The Holocaust ended almost 75 years ago, an eternity for young people. The possibility of them hearing about the Shoah from the mouth of a survivor is becoming increasingly rare, and their minds are already numbed by the violence of mass shootings and raging wars. We say “Never Forget,” but our collective memories are quickly fading, and we must find new avenues to teach our children about the Holocaust before it becomes a hastily turned page in a textbook, rather than an oft-repeated cautionary tale of a systematic effort to wipe our people off the Earth.

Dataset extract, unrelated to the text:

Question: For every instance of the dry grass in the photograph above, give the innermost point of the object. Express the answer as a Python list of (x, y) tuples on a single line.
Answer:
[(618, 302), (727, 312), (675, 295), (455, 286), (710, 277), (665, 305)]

If innovation were a third-rail for Holocaust education, we’d never have films like Kirsten Dunst’s “The Devil’s Arithmetic,” the play “Anne Frank & Me,” or Art Spiegelman’s hugely influential graphic novel “Maus.”

There are important new projects that teach young people about the Shoah, such as “Names, Not Numbers,” with middle and high school students profiling survivors and working with filmmakers to produce a documentary on their lives. Golda Och Academy in West Orange will be screening theirs on May 28 at Temple Beth Shalom in Livingston, and the Joseph Kushner Hebrew Academy will screen their documentary the following day on their Livingston campus.

But few communities are privileged to have the resources we do, and a compelling story on social media is accessible to a far larger and broader audience. Teenagers watching someone who speaks like they do, who goes to school, who has a loving family, who dances to music in her living room, who dreams about having a career — all in color, by the way — and who loses it all through a series of freedoms revoked in a few months, that’s relatable, and it’s compelling no matter how old you are. Anyone who values Holocaust education should watch, encourage their children and grandchildren to do the same, and applaud the individuals responsible for creating this medium of story-telling so that others will follow their lead.